Chunking data into 4 byte increments allows me to very cleanly pass info to the BitConverter to make the conversion to 32-bit integers. I don't have to keep track of offsets, and have effectively removed the entire category of offset or "off by x" errors from my code!

No one expects off by one errors!

Only parts of the data matter

Let's face it: sometimes you just don't care about a lot of your data.

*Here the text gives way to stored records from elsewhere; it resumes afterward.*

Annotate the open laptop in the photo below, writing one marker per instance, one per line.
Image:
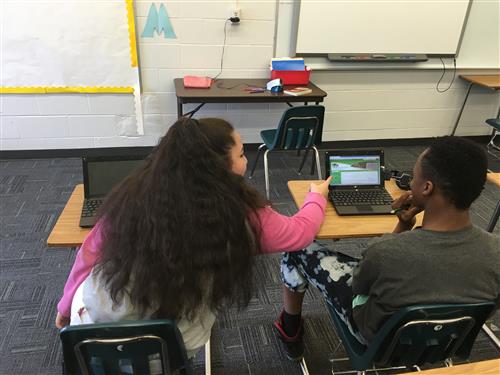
(100, 175)
(357, 186)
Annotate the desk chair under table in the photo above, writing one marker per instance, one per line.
(128, 347)
(416, 335)
(300, 128)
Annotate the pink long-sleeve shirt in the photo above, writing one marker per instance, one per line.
(279, 233)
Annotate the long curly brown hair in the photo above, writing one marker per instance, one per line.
(177, 234)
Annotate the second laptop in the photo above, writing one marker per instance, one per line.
(357, 185)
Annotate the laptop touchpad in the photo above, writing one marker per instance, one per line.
(364, 208)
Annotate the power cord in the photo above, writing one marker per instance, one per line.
(223, 48)
(444, 72)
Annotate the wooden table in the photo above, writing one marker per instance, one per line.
(67, 232)
(488, 81)
(336, 227)
(233, 91)
(491, 367)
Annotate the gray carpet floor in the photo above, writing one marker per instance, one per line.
(33, 192)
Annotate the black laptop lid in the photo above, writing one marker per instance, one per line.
(102, 173)
(355, 169)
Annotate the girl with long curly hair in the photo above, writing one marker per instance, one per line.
(177, 238)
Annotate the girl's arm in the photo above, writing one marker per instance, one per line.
(280, 233)
(86, 258)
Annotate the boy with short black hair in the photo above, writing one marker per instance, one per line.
(447, 260)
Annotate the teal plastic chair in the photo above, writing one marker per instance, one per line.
(130, 348)
(300, 128)
(416, 335)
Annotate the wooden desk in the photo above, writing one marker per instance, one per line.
(66, 232)
(491, 367)
(233, 91)
(488, 81)
(336, 227)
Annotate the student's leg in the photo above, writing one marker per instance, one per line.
(330, 272)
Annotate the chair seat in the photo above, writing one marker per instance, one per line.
(268, 137)
(494, 122)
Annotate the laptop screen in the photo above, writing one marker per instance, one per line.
(356, 170)
(103, 175)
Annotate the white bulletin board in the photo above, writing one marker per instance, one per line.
(61, 46)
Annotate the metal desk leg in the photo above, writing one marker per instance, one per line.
(461, 109)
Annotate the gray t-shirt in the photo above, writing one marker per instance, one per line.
(425, 267)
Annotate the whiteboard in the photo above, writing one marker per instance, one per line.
(55, 43)
(381, 26)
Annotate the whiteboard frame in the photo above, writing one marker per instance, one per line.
(287, 19)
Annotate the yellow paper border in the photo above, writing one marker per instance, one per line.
(85, 89)
(131, 32)
(60, 90)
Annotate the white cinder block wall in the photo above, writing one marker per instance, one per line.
(360, 104)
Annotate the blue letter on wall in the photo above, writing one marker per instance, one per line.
(158, 21)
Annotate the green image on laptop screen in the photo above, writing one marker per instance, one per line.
(355, 170)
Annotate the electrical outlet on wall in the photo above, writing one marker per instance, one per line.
(235, 15)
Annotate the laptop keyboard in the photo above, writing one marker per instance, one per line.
(360, 197)
(90, 207)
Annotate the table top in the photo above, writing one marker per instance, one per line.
(233, 91)
(491, 367)
(336, 227)
(490, 81)
(494, 178)
(67, 232)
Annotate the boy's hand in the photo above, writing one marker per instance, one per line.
(405, 211)
(61, 321)
(321, 188)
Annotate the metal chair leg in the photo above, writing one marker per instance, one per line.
(492, 141)
(317, 162)
(299, 172)
(256, 159)
(266, 173)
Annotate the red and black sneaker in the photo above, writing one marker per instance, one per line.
(292, 346)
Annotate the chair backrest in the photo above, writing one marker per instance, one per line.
(419, 334)
(300, 128)
(130, 347)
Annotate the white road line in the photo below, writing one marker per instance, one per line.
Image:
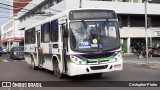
(5, 60)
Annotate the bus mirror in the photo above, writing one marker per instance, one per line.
(65, 32)
(120, 22)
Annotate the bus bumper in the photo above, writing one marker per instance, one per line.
(75, 69)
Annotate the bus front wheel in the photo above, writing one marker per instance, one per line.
(57, 72)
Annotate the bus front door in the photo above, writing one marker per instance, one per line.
(39, 51)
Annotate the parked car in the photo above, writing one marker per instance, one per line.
(156, 51)
(17, 52)
(4, 50)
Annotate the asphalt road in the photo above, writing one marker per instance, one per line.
(19, 70)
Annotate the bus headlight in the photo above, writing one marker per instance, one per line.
(76, 60)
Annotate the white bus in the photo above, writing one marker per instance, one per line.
(75, 42)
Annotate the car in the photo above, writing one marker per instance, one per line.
(17, 53)
(4, 50)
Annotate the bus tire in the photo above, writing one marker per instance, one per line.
(57, 72)
(33, 64)
(98, 74)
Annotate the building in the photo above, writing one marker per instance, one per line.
(18, 5)
(130, 12)
(10, 34)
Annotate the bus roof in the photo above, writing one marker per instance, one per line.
(62, 14)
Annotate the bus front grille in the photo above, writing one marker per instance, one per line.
(98, 67)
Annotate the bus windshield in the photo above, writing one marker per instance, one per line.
(94, 35)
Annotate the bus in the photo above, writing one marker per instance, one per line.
(75, 42)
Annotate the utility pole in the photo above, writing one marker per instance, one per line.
(80, 4)
(145, 5)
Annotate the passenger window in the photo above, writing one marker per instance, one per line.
(45, 29)
(54, 31)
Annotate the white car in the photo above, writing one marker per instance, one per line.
(4, 50)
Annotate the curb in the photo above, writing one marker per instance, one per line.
(150, 66)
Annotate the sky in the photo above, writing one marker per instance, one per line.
(4, 13)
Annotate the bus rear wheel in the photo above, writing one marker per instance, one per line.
(57, 72)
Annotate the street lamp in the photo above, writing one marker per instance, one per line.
(145, 5)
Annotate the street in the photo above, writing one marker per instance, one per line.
(20, 70)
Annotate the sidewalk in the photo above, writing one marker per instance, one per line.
(142, 65)
(129, 56)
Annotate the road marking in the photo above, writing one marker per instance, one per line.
(5, 60)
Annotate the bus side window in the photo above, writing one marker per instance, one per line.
(45, 29)
(33, 36)
(54, 31)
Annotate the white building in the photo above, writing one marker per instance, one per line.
(10, 34)
(131, 13)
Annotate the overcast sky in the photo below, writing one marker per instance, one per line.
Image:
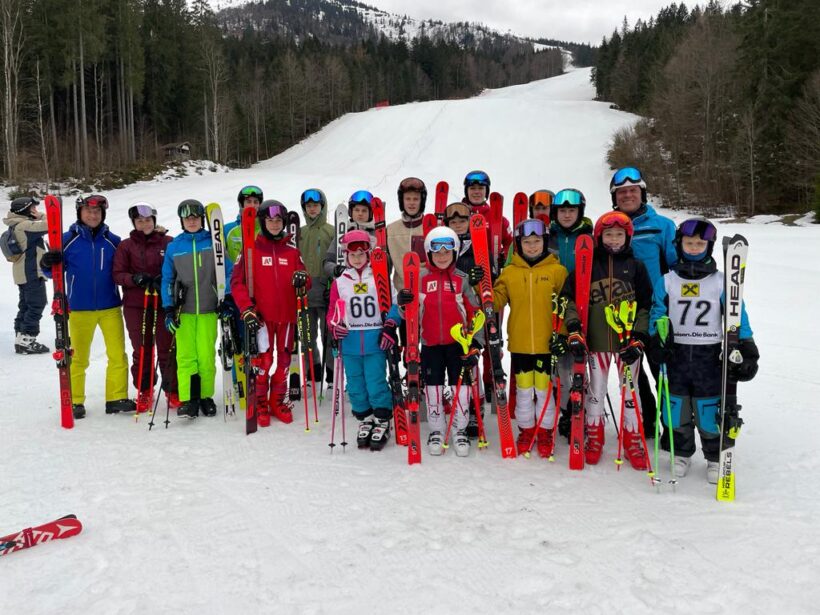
(581, 21)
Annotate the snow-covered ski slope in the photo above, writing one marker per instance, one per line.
(199, 518)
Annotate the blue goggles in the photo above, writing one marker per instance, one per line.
(627, 174)
(568, 198)
(361, 197)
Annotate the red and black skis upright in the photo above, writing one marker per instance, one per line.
(59, 309)
(478, 235)
(583, 274)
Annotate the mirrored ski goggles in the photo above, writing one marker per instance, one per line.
(531, 227)
(361, 197)
(312, 196)
(627, 174)
(568, 198)
(698, 228)
(442, 243)
(477, 177)
(93, 200)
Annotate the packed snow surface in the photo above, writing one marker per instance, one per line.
(200, 518)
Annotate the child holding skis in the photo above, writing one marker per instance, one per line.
(616, 276)
(527, 284)
(446, 299)
(363, 340)
(278, 275)
(189, 299)
(691, 296)
(138, 269)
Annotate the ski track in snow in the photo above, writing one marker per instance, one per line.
(199, 518)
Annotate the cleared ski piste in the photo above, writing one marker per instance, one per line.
(200, 518)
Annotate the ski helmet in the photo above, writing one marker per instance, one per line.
(23, 204)
(412, 184)
(92, 200)
(477, 178)
(247, 191)
(142, 210)
(191, 208)
(568, 197)
(696, 226)
(360, 197)
(313, 195)
(627, 176)
(613, 219)
(441, 238)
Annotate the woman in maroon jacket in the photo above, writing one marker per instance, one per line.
(138, 269)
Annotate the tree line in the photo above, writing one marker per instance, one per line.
(90, 86)
(732, 104)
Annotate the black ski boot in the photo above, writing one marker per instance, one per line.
(207, 406)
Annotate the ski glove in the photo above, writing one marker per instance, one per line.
(631, 352)
(747, 369)
(388, 338)
(142, 280)
(558, 345)
(51, 258)
(475, 275)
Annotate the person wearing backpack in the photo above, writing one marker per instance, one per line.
(22, 244)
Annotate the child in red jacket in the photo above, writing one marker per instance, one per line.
(278, 274)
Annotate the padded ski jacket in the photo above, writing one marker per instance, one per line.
(274, 263)
(140, 253)
(528, 290)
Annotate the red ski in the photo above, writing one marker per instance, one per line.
(411, 316)
(59, 309)
(583, 275)
(64, 527)
(478, 235)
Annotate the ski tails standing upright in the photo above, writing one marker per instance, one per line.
(59, 309)
(735, 253)
(583, 276)
(478, 235)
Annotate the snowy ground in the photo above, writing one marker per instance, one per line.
(199, 518)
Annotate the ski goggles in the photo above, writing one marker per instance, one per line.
(568, 198)
(93, 200)
(141, 210)
(361, 197)
(531, 227)
(312, 196)
(627, 174)
(479, 178)
(698, 228)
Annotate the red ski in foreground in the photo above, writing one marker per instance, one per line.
(64, 527)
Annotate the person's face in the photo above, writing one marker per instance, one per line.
(144, 225)
(192, 224)
(567, 216)
(476, 194)
(614, 239)
(693, 245)
(412, 203)
(628, 199)
(360, 213)
(532, 246)
(91, 216)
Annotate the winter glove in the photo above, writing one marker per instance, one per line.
(143, 280)
(476, 275)
(388, 338)
(577, 346)
(51, 258)
(171, 320)
(631, 352)
(404, 297)
(558, 345)
(746, 370)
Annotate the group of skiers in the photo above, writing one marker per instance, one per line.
(661, 272)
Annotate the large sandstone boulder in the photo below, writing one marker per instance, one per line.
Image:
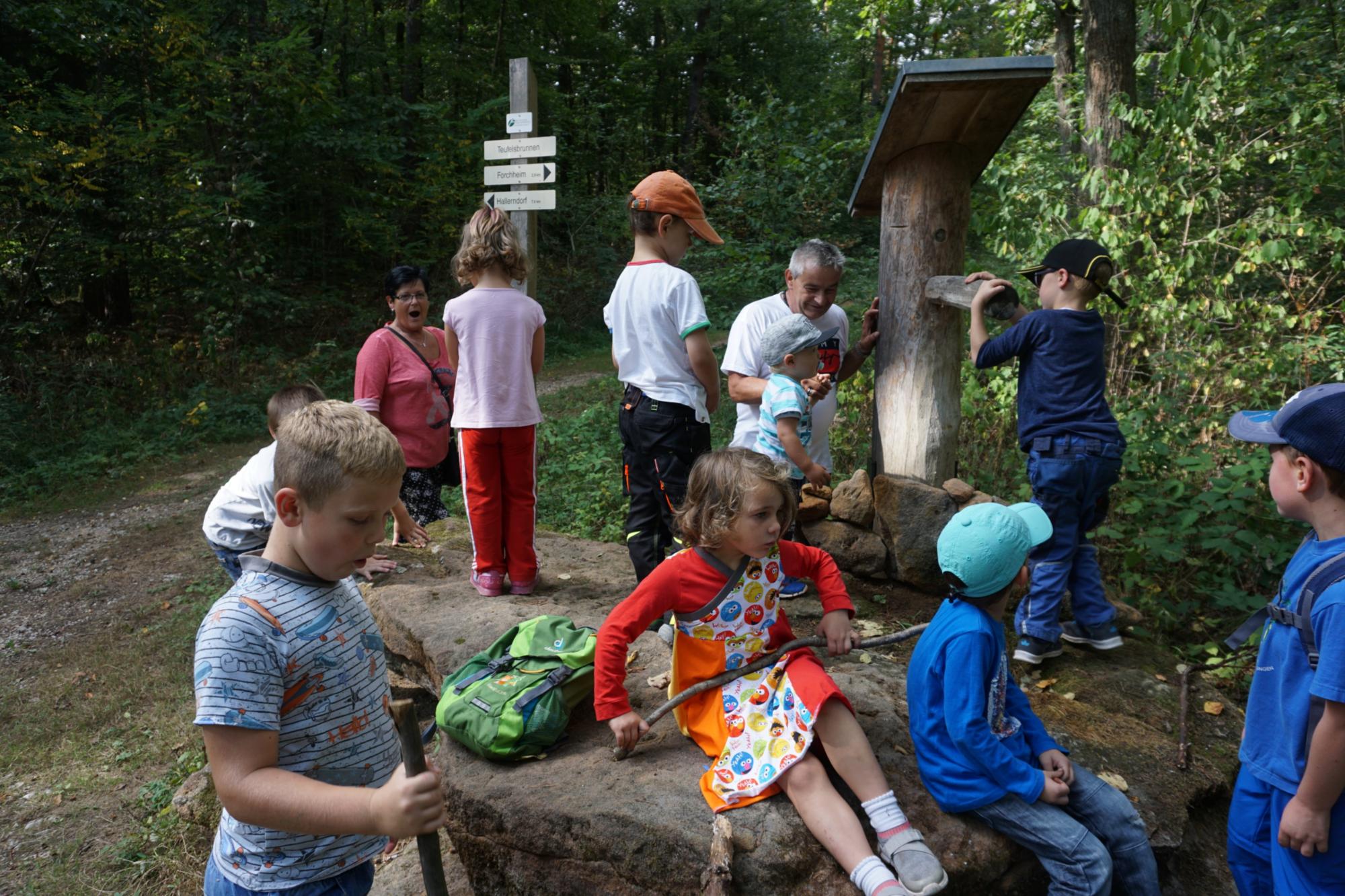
(856, 549)
(852, 501)
(814, 502)
(578, 822)
(910, 517)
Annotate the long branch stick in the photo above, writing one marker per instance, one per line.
(770, 659)
(414, 755)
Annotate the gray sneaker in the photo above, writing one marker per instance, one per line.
(1034, 650)
(1105, 637)
(917, 866)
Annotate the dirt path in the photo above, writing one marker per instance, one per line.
(99, 608)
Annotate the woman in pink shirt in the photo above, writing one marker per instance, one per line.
(496, 342)
(403, 377)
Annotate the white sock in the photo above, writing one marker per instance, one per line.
(886, 815)
(875, 879)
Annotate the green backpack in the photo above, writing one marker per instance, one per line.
(514, 698)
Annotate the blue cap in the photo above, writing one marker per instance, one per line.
(985, 545)
(1312, 421)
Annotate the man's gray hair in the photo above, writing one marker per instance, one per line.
(816, 253)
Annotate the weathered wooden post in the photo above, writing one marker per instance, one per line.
(945, 122)
(523, 97)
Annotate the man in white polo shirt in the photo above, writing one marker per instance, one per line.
(810, 288)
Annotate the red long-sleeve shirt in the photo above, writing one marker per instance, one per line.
(683, 584)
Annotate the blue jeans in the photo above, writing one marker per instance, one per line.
(1070, 481)
(1260, 864)
(1087, 845)
(357, 881)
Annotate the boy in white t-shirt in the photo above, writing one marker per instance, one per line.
(661, 348)
(244, 510)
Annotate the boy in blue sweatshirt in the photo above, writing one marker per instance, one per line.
(1286, 823)
(1066, 428)
(980, 747)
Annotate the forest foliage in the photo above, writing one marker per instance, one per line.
(200, 198)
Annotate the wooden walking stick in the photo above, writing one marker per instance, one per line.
(414, 756)
(770, 659)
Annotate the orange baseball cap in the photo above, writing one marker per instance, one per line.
(670, 193)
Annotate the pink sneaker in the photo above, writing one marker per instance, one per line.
(489, 584)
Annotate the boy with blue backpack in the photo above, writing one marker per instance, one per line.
(1286, 823)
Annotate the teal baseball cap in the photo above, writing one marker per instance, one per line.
(985, 545)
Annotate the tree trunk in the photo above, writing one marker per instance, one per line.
(1110, 72)
(500, 38)
(917, 380)
(880, 45)
(1065, 68)
(693, 100)
(412, 69)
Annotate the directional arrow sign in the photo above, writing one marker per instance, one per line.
(523, 149)
(523, 200)
(497, 175)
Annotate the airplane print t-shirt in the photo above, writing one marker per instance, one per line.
(303, 657)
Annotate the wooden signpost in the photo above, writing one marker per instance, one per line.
(524, 146)
(945, 120)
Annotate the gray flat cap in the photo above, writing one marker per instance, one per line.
(790, 335)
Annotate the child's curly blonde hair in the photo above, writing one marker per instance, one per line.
(719, 487)
(490, 239)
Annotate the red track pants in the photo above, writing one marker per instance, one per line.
(500, 489)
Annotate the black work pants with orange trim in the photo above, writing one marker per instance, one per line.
(660, 443)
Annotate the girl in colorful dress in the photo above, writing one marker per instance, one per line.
(726, 599)
(496, 342)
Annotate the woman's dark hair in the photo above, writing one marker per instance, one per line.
(403, 275)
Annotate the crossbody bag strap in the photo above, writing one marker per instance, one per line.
(734, 576)
(443, 389)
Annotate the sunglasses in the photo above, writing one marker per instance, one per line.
(1038, 276)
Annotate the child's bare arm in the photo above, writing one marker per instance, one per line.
(704, 366)
(539, 350)
(992, 287)
(1307, 821)
(243, 763)
(789, 431)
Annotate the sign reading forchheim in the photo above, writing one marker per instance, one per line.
(497, 175)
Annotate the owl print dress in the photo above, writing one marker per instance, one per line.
(759, 725)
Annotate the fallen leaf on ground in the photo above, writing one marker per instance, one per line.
(1116, 780)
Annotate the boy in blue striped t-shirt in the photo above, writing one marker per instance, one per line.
(790, 349)
(291, 686)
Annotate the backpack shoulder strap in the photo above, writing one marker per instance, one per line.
(1328, 573)
(734, 576)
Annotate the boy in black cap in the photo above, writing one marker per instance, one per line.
(1286, 822)
(1073, 442)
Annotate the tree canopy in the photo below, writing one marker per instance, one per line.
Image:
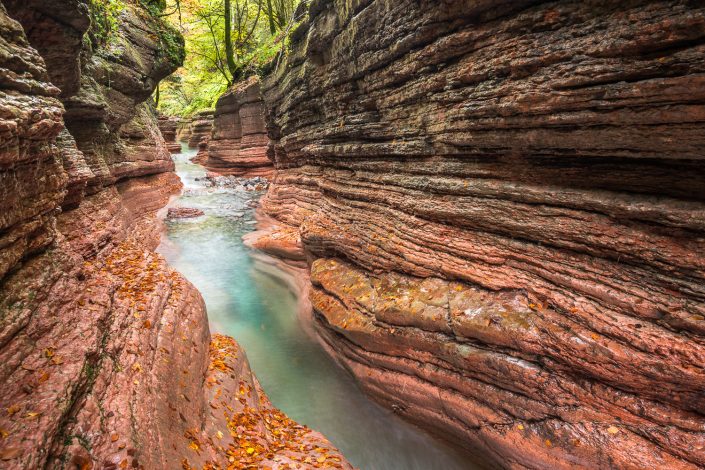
(226, 42)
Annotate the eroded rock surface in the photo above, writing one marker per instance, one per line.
(200, 129)
(106, 357)
(503, 210)
(168, 126)
(238, 145)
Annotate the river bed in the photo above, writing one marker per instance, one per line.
(259, 310)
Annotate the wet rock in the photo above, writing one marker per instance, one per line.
(183, 213)
(239, 142)
(257, 183)
(505, 235)
(200, 129)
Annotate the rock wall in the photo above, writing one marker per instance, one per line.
(238, 145)
(200, 130)
(502, 205)
(106, 357)
(168, 126)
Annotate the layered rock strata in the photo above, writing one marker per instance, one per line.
(168, 126)
(238, 145)
(503, 211)
(106, 357)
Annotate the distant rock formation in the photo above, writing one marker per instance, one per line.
(502, 207)
(201, 127)
(239, 142)
(168, 126)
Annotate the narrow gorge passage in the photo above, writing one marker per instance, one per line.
(340, 234)
(253, 302)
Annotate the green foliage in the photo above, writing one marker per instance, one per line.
(259, 33)
(104, 19)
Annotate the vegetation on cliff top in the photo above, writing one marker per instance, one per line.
(227, 41)
(107, 15)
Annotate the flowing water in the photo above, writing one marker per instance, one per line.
(260, 312)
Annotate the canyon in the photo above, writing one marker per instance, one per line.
(500, 207)
(493, 212)
(107, 358)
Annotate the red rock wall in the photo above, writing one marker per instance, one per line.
(168, 126)
(106, 357)
(200, 130)
(502, 205)
(239, 142)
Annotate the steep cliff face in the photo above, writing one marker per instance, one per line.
(200, 128)
(106, 357)
(503, 209)
(168, 126)
(238, 145)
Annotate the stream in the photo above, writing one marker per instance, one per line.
(246, 301)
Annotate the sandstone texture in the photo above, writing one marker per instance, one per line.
(183, 213)
(238, 145)
(106, 357)
(200, 129)
(168, 126)
(502, 207)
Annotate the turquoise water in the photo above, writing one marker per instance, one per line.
(257, 308)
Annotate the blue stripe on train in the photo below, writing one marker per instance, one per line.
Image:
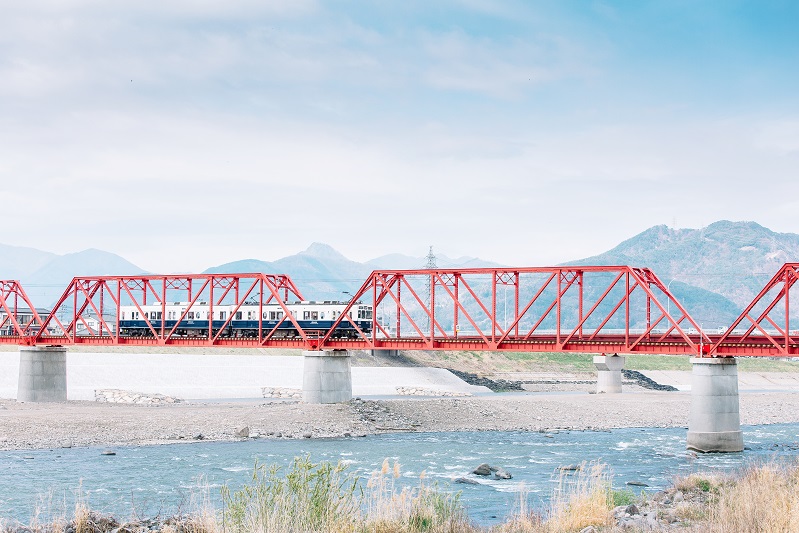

It's really about like that
Image credit to this blog post

Let's say you're a delivery company and you want to make sure that your drivers are obeying speed limits. You really don't care about times that they're actually doing that, but when they go over the speed limit they might want to figure out why. Maybe they were going downhill and started to brake late. Perhaps they were texting and not paying attention. Who knows? But you're supposed to take the speed limit from your map API and velocity from the GPS and figure out when, and for how long, a driver was going over the speed limit. Let's see what it might look like to find drivers that were speeding for more than one minute:

public class DriverData {
    public readonly DateTime Timestamp;
    public readonly double Speed;
    public readonly double SpeedLimit;

    public DriverData(DateTime time, double speed, double speedLimit) {
        Timestamp = time;
        Speed = speed;
        SpeedLimit = speedLimit;
    }
}

public class Driver {
    public readonly Name;
    public IEnumerable<DriverData> DrivingHistory;

    public IEnumerable<(DateTime, TimeSpan)> SpeedingMoreThanAMinute() {

        // If the collection has no values or only one value, result is empty
        if (DrivingHistory == null || DrivingHistory.Count() <= 1) {
            yield break;
        }

        var isSpeeding = false;
        var speedingStart = new DateTime(0);
        var lastTime = new DateTime(0);
        var i = 0;

        foreach (var point in DrivingHistory) {
            var isSpeedingNow = point.Speed > point.SpeedLimit;

            if (isSpeedingNow) {
                if (!isSpeeding) {
                    speedingStart = point.Timestamp;
                }
                isSpeeding = true;
                lastTime = point.Timestamp;
            }
            else {
                if (isSpeeding) {     // We were speeding, and now we're not
                    var duration = (lastTime - speedingStart).TotalSeconds();
                    if (duration >= 60) {
                        yield return (speedingStart, duration);
                    }
                }
                isSpeeding = false;
            }
        }
        yield break;
    }
}

Yuck. That's a lot of ugly logic! There are six possible conditions there, and we have to keep all of those internal state variables and their functions in our head as we write this out. We need all of this overhead to find out when our drivers are speeding? Surely you can't be serious!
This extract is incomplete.